Seven hours, one bad assumption
On Monday our QA manager reported a performance regression in an upcoming release. A feature flag that was supposed to improve query performance was actually making things worse.
The feature controlled automatic date filtering - ensuring that queries always included a 90-day window at most, which meant the database could use its date-based partitions instead of scanning entire tables. In production, where data spans years, that's a meaningful optimization. The queries would hit one or two partitions instead of all of them.
But in the test environment, turning the flag on made performance worse. The QA manager flagged it, and we pulled a group together to figure out what was going on.
There were five new configuration options in this release, all with some impact on the endpoint in question. We spent the next seven hours on a call working through combinations - toggling flags, comparing results against the baseline, trying to isolate which setting was causing the regression. None of the combinations we tried explained the regression. The feature that should have been our biggest improvement was consistently slower.
Eventually I pulled up the execution plan. Full table scan. The partition pruning wasn't happening at all, which shouldn't have been possible with a 90-day date filter in the query. So I checked the test data directly.

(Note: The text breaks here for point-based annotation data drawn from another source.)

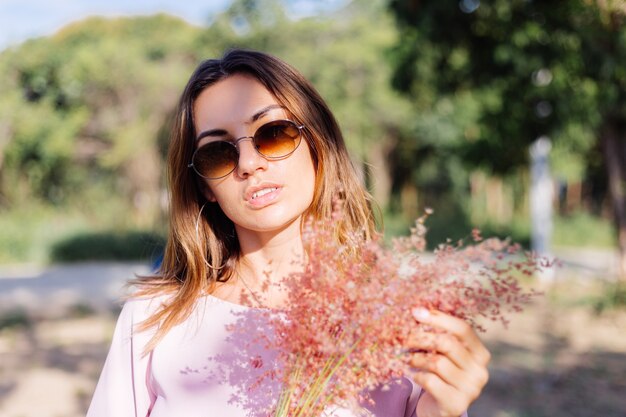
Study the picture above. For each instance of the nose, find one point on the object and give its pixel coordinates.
(250, 161)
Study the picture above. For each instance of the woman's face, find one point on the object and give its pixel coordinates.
(260, 195)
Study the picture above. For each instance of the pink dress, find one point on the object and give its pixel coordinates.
(199, 369)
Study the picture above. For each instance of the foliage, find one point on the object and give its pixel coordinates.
(510, 72)
(129, 245)
(344, 331)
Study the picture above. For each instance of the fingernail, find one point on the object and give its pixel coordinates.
(420, 314)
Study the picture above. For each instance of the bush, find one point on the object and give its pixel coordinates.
(108, 245)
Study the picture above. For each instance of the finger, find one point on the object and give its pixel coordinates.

Every row in the test database had a date within the same month.
When all your data fits inside a single partition, adding a date filter doesn't help the query planner - it's already reading the only partition that exists. Worse, the overhead of the filter logic itself made things marginally slower. The optimization was working exactly as designed. It just had nothing to optimize against.
Someone had told us the test data was representative of production. We took that at face value and spent seven hours chasing a problem that didn't exist. Reseeding the database with dates spread across multiple years - matching what production actually looks like - immediately showed the performance improvement we expected.
The frustrating part isn't that the data was wrong. Test environments drift. Seed scripts get written once and never updated. That's normal. The frustrating part is that we had an explicit statement that the data was accurate, and nobody verified it before we started testing. Including me.
"Trust but verify" is one of those phrases that sounds obvious until you're in the middle of a debugging session and someone tells you the environment is good. It's easy to take that at face value when there's pressure to find the real problem. Stopping to question whether the test setup is valid feels like a detour when you're already hours into an investigation.
But seven hours is a lot of detour. If any of us had spent 15 minutes looking at the shape of the test data before we started, we would have found the problem immediately. The fix was a database reseed. Everything after that confirmed the feature was working.
I don't think the takeaway is that you can't trust your colleagues. It's that verifying foundational assumptions should be the first step, not the last resort. Check the data. Check the environment. Check the thing everyone agrees is fine, because that's usually where the problem is hiding.